CAPITOLO 1
Una risposta sbagliata e ancora una volta la mano che un attimo prima la stava accarezzando l'aveva stretta in una morsa crudele, sottomessa e umiliata. Schiaffeggiata non solo nel fisico ma anche nell'animo, presa di forza, violata, ridotta a un involucro senza sostanza. Sconfitta, domata e usata come esempio per le altre; per incutere timore e reverenza, per mostrare ciò che sarebbe successo a chi avrebbe disobbedito.
I capelli biondi bagnati di sputo e sperma, il labbro rotto con un candelabro in argento, un occhio nero e lividi e tagli ovunque. Il corpo fragile distrutto, l'anima vuota e assente.
Posò le mani a terra, dov'era stata lasciata e si cercò di rialzare. Una fitta si diramò dal fianco a tutto il corpo, le braccia tremarono mentre si rimetteva in piedi, come sempre.
Il ticchettio dei tacchi era l'unico rumore che spezzava il silenzio di quell'enorme villa. Era una notte come tante ma sarebbe stata l'ultima che Vell Brass avrebbe passato in quella prigione.
Continuava a tenersi il labbro gocciolante di sangue mentre correva lungo i corridoi, svoltando con precisione ad ogni angolo e andando dritta al dormitorio. Perfino il lancinante dolore che ad ogni passo si estendeva su ogni parte di lei non l'avrebbe fermata da scappare.
Quando aprì la porta della camera non fu sorpresa di trovare Faith già lì. Sedeva sul suo letto e la guardava con disgusto tenendo le braccia incrociate al petto. «Lo hai fatto ancora una volta arrabbiare» fu l'unica cosa che le disse, scostandosi dal viso una ciocca di capelli neri.

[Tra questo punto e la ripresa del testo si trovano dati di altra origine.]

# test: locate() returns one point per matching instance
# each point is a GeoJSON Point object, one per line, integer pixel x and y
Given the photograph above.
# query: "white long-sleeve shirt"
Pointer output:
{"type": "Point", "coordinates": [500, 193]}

Vell la ignorò completamente e raggiungendo il letto sfilò, da sotto, una valigia impolverata. Quando le chiusure scattarono un tormentato sentimento iniziò a contorcersi nel fondo del suo stomaco. Era molto simile a un attacco di colite: crampi addominali, spasmi, dolori e forse se la stava pure facendo sotto. Ma quello per molti altri motivi.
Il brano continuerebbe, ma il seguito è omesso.